Not as a weapon, not anymore. The bone warped and twisted, pulling back through the creature's fused arm with a sick, wet grind. Flesh reshaped. Veins coiled. Stronric watched as the muscle around the staff thickened, hardened, darkened. The flesh itself turned to black scale, jagged and sharp, reshaping until the staff was no longer a staff but a massive, brutal axe, curved and serrated, forged from living obsidian.
The demon flexed its hand around the new weapon. The axe hissed with heat and power.
It stepped forward, slow and deliberate.
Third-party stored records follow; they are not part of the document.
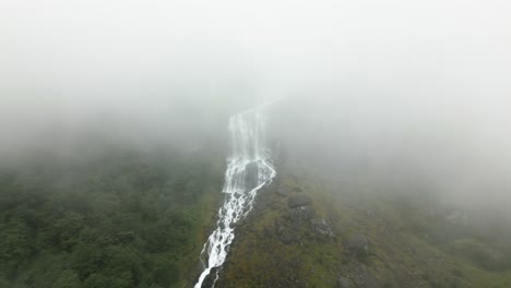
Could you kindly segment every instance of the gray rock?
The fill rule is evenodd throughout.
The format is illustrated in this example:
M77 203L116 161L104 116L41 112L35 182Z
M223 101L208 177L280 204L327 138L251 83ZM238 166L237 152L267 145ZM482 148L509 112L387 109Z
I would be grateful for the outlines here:
M345 241L346 247L357 253L367 253L369 250L369 239L363 233L356 233Z
M293 230L290 230L288 228L284 228L284 230L281 232L278 239L281 239L281 241L284 244L289 244L289 243L297 240L297 236L293 232Z
M290 208L296 208L296 207L301 207L309 205L311 202L310 197L306 195L297 195L297 196L292 196L287 200L287 205Z
M307 227L310 219L314 216L314 212L309 206L301 206L290 209L289 212L289 225L294 229L300 229Z
M290 190L288 188L286 188L286 187L281 187L277 190L277 194L283 196L283 197L287 197L287 196L290 195Z
M332 231L332 228L330 228L330 226L326 224L326 220L324 218L312 219L311 229L316 235L320 237L326 237L326 238L335 237L335 233Z
M354 287L353 286L353 281L346 277L340 277L337 279L337 287L338 288L352 288Z
M259 167L257 163L249 163L245 169L245 184L247 191L251 191L258 187Z

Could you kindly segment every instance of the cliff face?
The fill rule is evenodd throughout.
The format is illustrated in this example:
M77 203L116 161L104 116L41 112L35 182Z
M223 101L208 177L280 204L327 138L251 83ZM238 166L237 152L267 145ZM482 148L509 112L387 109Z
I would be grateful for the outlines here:
M511 284L503 262L500 269L489 269L460 253L460 239L479 241L484 247L479 252L486 253L480 257L488 261L498 261L488 251L506 251L489 240L476 240L472 230L463 230L445 216L444 207L433 209L399 195L378 196L359 184L329 182L284 165L277 171L273 183L259 192L250 215L236 227L216 287ZM442 229L457 232L443 238L433 235Z

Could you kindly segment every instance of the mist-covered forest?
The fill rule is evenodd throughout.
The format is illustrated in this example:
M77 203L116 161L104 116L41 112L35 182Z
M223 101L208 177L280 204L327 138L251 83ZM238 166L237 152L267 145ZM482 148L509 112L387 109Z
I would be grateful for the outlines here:
M509 15L0 1L0 288L511 287Z
M98 144L2 167L1 287L170 287L194 267L216 208L214 148Z

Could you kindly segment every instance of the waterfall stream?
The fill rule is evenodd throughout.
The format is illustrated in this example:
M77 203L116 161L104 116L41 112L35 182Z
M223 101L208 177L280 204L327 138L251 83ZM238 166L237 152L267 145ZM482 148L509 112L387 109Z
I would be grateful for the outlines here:
M265 106L234 115L229 118L231 155L225 172L224 205L218 211L216 229L211 233L201 252L204 267L195 288L215 267L221 267L235 238L235 225L252 208L257 192L270 183L276 171L273 167L265 139ZM215 272L213 286L218 274Z

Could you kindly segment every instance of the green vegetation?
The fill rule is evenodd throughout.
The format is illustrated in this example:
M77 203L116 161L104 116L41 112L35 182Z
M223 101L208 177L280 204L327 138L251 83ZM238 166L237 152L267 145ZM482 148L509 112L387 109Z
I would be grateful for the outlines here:
M1 171L0 287L186 286L214 220L222 156L116 148L84 158Z
M445 206L427 193L383 193L369 182L297 170L280 167L275 183L258 195L238 227L219 287L511 286L504 218ZM287 203L297 195L312 200L310 218L298 226L293 211L306 209ZM335 237L319 235L310 219L325 219ZM347 243L357 233L367 237L367 252Z

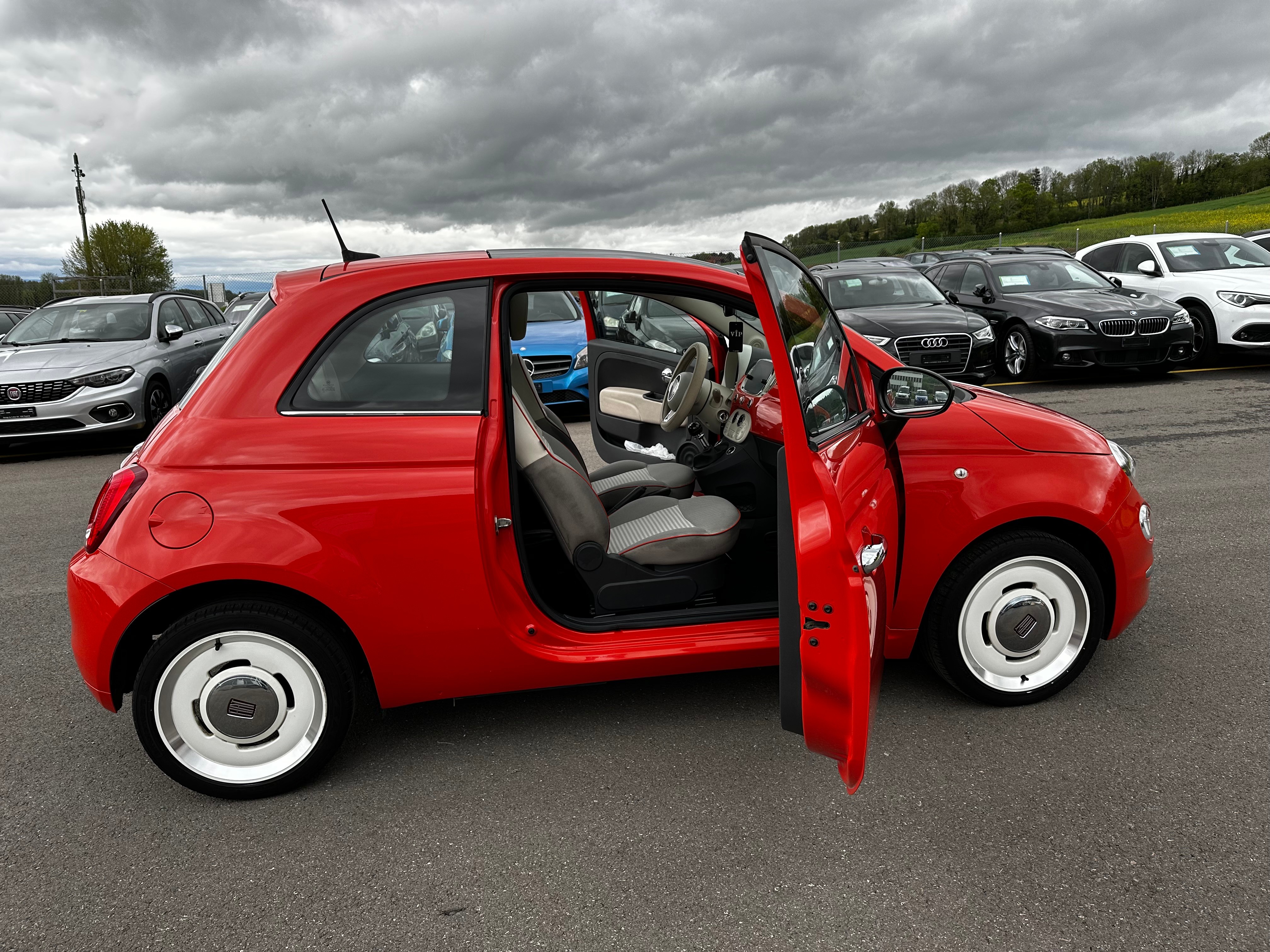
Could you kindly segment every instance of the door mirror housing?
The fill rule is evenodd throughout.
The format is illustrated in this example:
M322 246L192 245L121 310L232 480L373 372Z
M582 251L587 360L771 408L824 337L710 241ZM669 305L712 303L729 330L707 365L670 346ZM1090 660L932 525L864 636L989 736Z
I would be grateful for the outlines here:
M878 382L883 411L889 416L936 416L952 406L952 385L916 367L893 367Z

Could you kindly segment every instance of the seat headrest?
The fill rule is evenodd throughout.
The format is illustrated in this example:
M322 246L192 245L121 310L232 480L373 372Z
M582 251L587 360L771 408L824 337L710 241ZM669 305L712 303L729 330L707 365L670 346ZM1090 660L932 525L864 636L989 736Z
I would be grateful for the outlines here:
M530 296L521 293L512 298L512 305L508 308L511 324L508 325L512 333L512 340L525 340L525 331L530 326Z

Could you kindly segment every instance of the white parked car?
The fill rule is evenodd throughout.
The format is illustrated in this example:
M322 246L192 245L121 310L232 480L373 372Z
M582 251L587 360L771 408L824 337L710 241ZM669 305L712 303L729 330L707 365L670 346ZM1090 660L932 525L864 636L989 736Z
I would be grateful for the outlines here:
M1219 344L1270 348L1270 251L1220 232L1135 235L1076 255L1134 291L1176 301L1195 322L1195 359Z

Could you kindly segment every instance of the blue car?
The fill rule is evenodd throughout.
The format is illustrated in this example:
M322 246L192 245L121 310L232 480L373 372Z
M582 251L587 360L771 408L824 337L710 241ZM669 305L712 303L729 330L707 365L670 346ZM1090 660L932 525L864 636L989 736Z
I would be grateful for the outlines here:
M565 291L532 292L528 298L528 330L523 340L513 341L513 353L533 364L533 386L544 404L564 411L587 410L591 395L582 306Z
The floor cracking beneath its talons. It looked down on Stronric, who remained still, hunched slightly, head lowered.
"Small," the demon said, voice a tremor through stone. "Shaking. You understand, then. You fear what you face."
Stronric's shoulders trembled.
Then he laughed.
Low at first, like the cracking of coal in a hot forge. Then louder, rising like hammer on anvil. It echoed across the chamber, silencing even the battle beyond.
Stronric looked up.
His eyes burned with fury. With joy.
"Aye," he said. "I'm shakin'. Not from fear… from excitement."
The demon tilted its head.
Stronric rolled his shoulders, let the laughter die into a tooth-baring grin.
"Name's Stronric. Wraith-Thane o' the Grudge bearer clans."
He stepped forward, his ironhide ability still pulsed along his skin.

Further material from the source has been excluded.